Comme je l’ai raconté dans un billet de blog récent (il est ici), l’Association française d’économie politique (AFEP), qui regroupe à l’Université les enseignants et chercheurs attachés au pluralisme, ont pendant un temps pu penser qu’ils allaient gagner leur bataille et qu’une nouvelle section « Institutions, Économie, Territoires et Société » au sein du Conseil national des universités allait enfin voir le jour. À l’occasion d’une réunion à la fin du mois de décembre 2014 avec des responsables des ministères de l’éducation nationale et de l’enseignement supérieur, les responsables de l’association ont même pensé que le moment était venu de chanter victoire puisqu’on leur a alors annoncé que le décret instituant cette nouvelle section, gage d'un recrutement plus pluraliste des professeurs, était signé et qu’il serait publié sans délai.

Et pourtant non, la ministre de l’éducation nationale, Najat Vallaud-Belkacem et la secrétaire d’État à l’enseignement supérieur, Geneviève Fioraso, ont finalement fait volte-face et ont douché les espoirs de tous les économistes et chercheurs attachés au pluralisme en décidant le report de la publication de ce décret.

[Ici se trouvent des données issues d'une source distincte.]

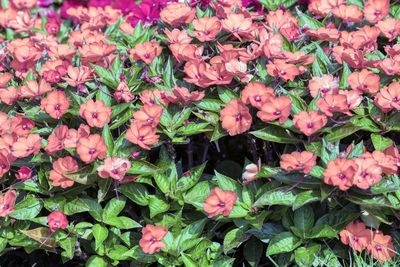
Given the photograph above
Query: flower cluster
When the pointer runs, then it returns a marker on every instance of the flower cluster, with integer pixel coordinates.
(128, 128)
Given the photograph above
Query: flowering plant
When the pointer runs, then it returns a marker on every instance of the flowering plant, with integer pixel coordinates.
(203, 133)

Sans doute pourra-t-on penser qu’il y a une implacable logique à cela : conduisant une politique néolibérale, ce gouvernement défend la doctrine dont il s’inspire, et se soumet au diktat thatchérien bien connu qui en résume la philosophie : « There is no alternative ! » Plus concrètement, une intervention a aussi lourdement pesé dans la décision des deux ministres, celle du même Jean Tirole, qui a récemment reçu le prix de la Banque de Suède en sciences économiques en mémoire d'Alfred Nobel – abusivement appelé parfois prix Nobel d’économie. À l’époque où ce prix lui avait été décerné, je m’étais autorisé à ne pas participer au concert d’éloges dont l’économiste avait fait l’objet. Un peu seul dans la presse, j’avais publié un article d’une tonalité plus critique que l’on peut retrouver ici : Jean Tirole, prix Nobel des imposteurs de l’économie.

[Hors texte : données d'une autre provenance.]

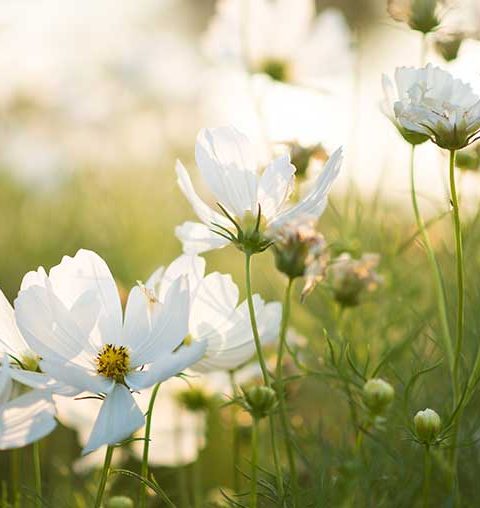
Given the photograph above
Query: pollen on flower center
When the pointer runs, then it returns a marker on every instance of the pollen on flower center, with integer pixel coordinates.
(113, 362)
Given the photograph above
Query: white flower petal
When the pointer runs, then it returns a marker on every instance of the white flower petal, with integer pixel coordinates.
(26, 419)
(203, 211)
(197, 238)
(315, 202)
(117, 419)
(225, 159)
(170, 364)
(169, 326)
(275, 185)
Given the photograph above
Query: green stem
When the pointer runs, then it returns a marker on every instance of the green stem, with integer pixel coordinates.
(460, 311)
(253, 491)
(426, 478)
(38, 473)
(235, 435)
(437, 277)
(104, 478)
(281, 391)
(263, 366)
(146, 446)
(460, 270)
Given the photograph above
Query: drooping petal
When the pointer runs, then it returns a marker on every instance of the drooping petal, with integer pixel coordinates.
(87, 272)
(214, 302)
(170, 364)
(315, 202)
(26, 419)
(48, 327)
(225, 158)
(11, 341)
(203, 211)
(275, 185)
(118, 418)
(197, 238)
(169, 326)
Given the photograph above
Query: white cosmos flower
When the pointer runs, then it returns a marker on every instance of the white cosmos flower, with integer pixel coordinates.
(73, 319)
(431, 102)
(227, 163)
(283, 39)
(24, 419)
(217, 320)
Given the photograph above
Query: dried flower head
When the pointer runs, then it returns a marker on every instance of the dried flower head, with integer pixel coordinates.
(300, 251)
(350, 278)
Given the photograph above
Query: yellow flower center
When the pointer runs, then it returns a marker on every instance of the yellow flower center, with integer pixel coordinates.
(113, 362)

Il y a donc une logique dans tout cela : Najat Vallaud-Belkacem organise la promotion de la doctrine néolibérale aussi bien dans le secondaire qu’à l’Université.

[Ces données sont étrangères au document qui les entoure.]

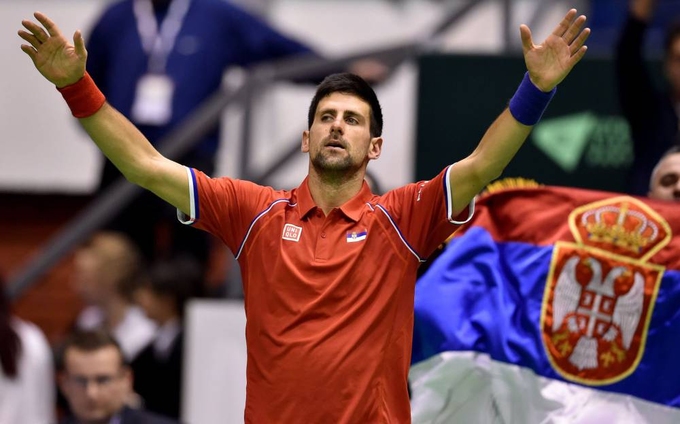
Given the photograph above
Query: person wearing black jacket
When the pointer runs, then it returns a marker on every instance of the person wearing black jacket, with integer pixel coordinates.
(97, 383)
(650, 110)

La logique va même au-delà. Car il faut se souvenir dans quelles conditions François Hollande, trahissant toutes ses promesses de la campagne présidentielle, a fait du « choc de compétitivité » en faveur des entreprises la clef de voûte de sa politique économique, ce qui l’a conduit progressivement à leur apporter près de 42 milliards d’euros sous la forme d’allégements de cotisations sociales et fiscales. En fait, ce projet, qui était l’une des mesures phares de Nicolas Sarkozy pendant la campagne présidentielle, trouve sa source dans des notes de travail mises au point par un club patronal. Lequel ? On l’aura deviné : il s’agit encore et toujours de… l’Institut de l’entreprise, le club de Michel Pébereau et de Xavier Huillard !

À l’époque, Mediapart avait méticuleusement tenu la chronique de cette histoire de mimétisme, François Hollande prenant pour inspiration les travaux de cette officine patronale (lire Compétitivité : Gallois plagie le patronat avec l’aide de l’UMP). Ainsi, il y a d’abord eu, en janvier 2012, une note de l’Institut de l’entreprise. Créé en 1975 par François Ceyrac, le patron des patrons de l’époque, cet institut est resté, depuis, une annexe du Medef. Au sein de son conseil d’orientation (il est ici), on retrouve pêle-mêle les patrons de Vinci, de Sodexo, d’Axa, de Schneider Electric, de Lafarge, de GDF Suez, de BNP Paribas, et de bien d’autres.

Intitulée « Pour un choc de compétitivité en France », cette note, la voici :

Comme on l’aura deviné, cette note lance donc un lobbying, qui va être celui de tout le patronat durant les mois suivants, en pleine campagne présidentielle, en faveur de ce « choc de compétitivité », dont le but est d’alléger les cotisations employeurs, par exemple les cotisations familiales, en assommant de nouveaux impôts les salariés ou les consommateurs. Sous l’intitulé « Transférer une partie des cotisations sociales vers la fiscalité pesant sur les ménages », voici en particulier ce qu’écrit ce document : « Le poids du financement de la protection sociale pèse de manière démesurée sur les coûts de production. Le système de protection sociale étant le résultat de nos préférences collectives, c’est aux ménages qu’il convient d’en assurer d’abord la charge. Une réforme de l’assiette de financement de la protection sociale, qui verrait une partie des cotisations sociales employeurs rebasculée vers les ménages (au-delà de la TVA, la CSG et la fiscalité écologique – via la TICPE – pourraient être mises à contribution) doit être envisagée. Au-delà de sa portée économique – dont l’effet, en termes de compétitivité, doit toutefois être relativisé du fait de son caractère transitoire – et de son coût nul pour les finances publiques, un tel transfert aurait aussi la vertu symbolique d’envoyer le signal déterminé d’une nouvelle politique de l’offre. »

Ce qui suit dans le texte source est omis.